While this is done through formal consent and signing of treaties, the WTO requires countries to accept its terms in full. Part of the reason is to ensure compliance and create necessary boundaries for fair trade. But it leaves no room for alternative styles of trade and eliminates certain sectors like agriculture (94). Now that the WTO governs nearly all international trade law, what choice does a country have if it wants to trade internationally but to accept provisions of the WTO?

Grewel points to the costs that new standards require, as well as the frequent perceived cultural loss by changing from standards that play an “important role in people’s identities or culture,” such as linguistics (96). These changes greatly affect minority cultures and marginalized populations that do not have equal access to adapting to these changes.

Grewel then opens the door for a compromise through oppenness, compatibility, and malleability (97). While the analysis provides more space for entrants to adopt culturally-sensitive standards through the WTO that are more compatible with their current standards, Grewel does not set out a solution for dealing with human rights policy in these trade agreements. While revision should be easy to do in any network system as a way to respond to outcomes, network power (the dominant) should also be careful not to allow nations to opt-out of imperative human rights requirements, which underline the Declaration of Human Rights at the United Nations.

This article and other network scholars consider language and metrics as the biggest challenge in network power. As networks dominate through globalization, they fear these losses as also a loss of choice and liberty. But networks must invite diverse opinions without compromising on fundamental rights. In other words, Grewel’s opt-out system may be the optimal solution for cultural protection in a network power system, but Nation States should be called to account in an international system not to opt-out of recognizing and honoring the fundamental human rights of their citizens.

10/07/2011

Regulating the Media: Necessary for Freedom?
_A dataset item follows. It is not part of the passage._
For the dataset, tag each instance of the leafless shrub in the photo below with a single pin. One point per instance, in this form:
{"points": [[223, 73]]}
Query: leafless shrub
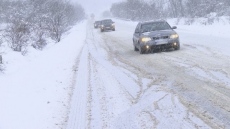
{"points": [[17, 36]]}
Siochru and Girard argued in this week’s reading that regulations are necessary to ensure equality and freedom of information because media moguls are large conglomerates providing information to the masses. Thus, the authors argue that government and other invested regulatory bodies should limit distortion of content, infringement on intellectual property rights, and complete commercialization of the media. When we talk about regulating media in some form, however, we’re often implicating certain regulations on the Internet in terms of code, Internet Service providers, DNS providers, and other technical pieces of the whole make-up of international media.  The politics of this kind create entirely revolutionary discussion on human rights, access, and privacy.

I admittedly have a more liberalized philosophy when it comes to regulation on the Internet in that I tend to favor little regulation and more freedom of use. That said, however, Larry Lessig’s argument that the Internet presents certain absolutes that do not exist in real space may lay the foundation for necessary regulations. In theory, the Internet could one day be a place of perfect information knowledge and regulation, which could have a chilling effect on many of our deeply-engrained first amendment rights. Thus, regulating for the guarantee of a civil or public space may make sense for the future assurance that some Internet locations are off-hands to the government.

I do not, however, think that regulations are always the answer to large industry. While Siochru and Giarard and several others may argue that media “creates us” in a sense, we also create the media. Regulations can sometimes create more fair use or greater access to information, but often times, they can do the direct opposite of the intended policy. As a community learning to interpret what international communication policy could be, we should take this into account and see regulation as one of many tools in a toolbox, rather than the only tool for influencing how a law or industry affects society as a whole.